Due to Webpack optimization limitations, it is more efficient to define constants you use in .component or .container in a separate file, and import them when you need them. This is what .config files are for. Example:

// component/Image/Image.config.js

export const IMAGE_LOADING = 0;
export const IMAGE_LOADED = 1;
export const IMAGE_NOT_FOUND = 2;
export const IMAGE_NOT_SPECIFIED = 3;

The .style File

The .style file defines styles for the component, in SCSS. It is imported in the .component file ScandiPWA uses the BEM methodology to define styles.

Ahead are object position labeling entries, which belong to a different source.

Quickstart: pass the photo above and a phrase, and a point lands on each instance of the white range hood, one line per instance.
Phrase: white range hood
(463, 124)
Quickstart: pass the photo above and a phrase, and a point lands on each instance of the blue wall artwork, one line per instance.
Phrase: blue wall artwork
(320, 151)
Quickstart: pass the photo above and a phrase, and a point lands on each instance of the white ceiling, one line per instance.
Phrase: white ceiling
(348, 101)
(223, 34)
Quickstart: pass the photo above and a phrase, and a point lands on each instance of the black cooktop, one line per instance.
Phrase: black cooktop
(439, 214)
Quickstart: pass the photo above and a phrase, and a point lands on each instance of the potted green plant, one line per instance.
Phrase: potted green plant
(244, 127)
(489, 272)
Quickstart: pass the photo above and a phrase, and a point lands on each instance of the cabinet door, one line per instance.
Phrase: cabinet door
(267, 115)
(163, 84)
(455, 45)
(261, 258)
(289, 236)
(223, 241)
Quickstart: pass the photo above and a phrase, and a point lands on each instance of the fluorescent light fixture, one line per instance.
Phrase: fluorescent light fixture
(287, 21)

If you are overriding a parent theme, there may also be an file (see Overriding Styles).

The index.js File

When you need to import some components, you can use...

import Image from 'Component/Image';
import Link from 'Component/Link';
import CategoryPaginationLink from 'Component/CategoryPaginationLink';

...instead of...

import Image from 'Component/Image/Image.container.js';
import Link from 'Component/Link/Link.container.js';
import CategoryPaginationLink
  from 'Component/CategoryPaginationLink/CategoryPaginationLink.component.js';

Not only is the first option more concise, but you also don't need to worry about internal component details, such as wether you need to import the container or component (if no container is defined).

index.js is the file that enables this aliasing. When a directory such as Component/Image is imported, it resolves to the Component/Image/index.js file. Hence, the index has control over the "API" the component exposes to the other components.

The contents of the index.js file are very simple. If you need to wrap the component in a container, export the container:

// component/Image/index.js
export { default } from './Image.container';

Otherwise, you can export the component directly:

// component/CategoryPaginationLink/index.js
export { default } from './CategoryPaginationLink.component';

Avoid implementing anything in the index.js file. It is meant to be used only for exporting values defined elsewhere in the component.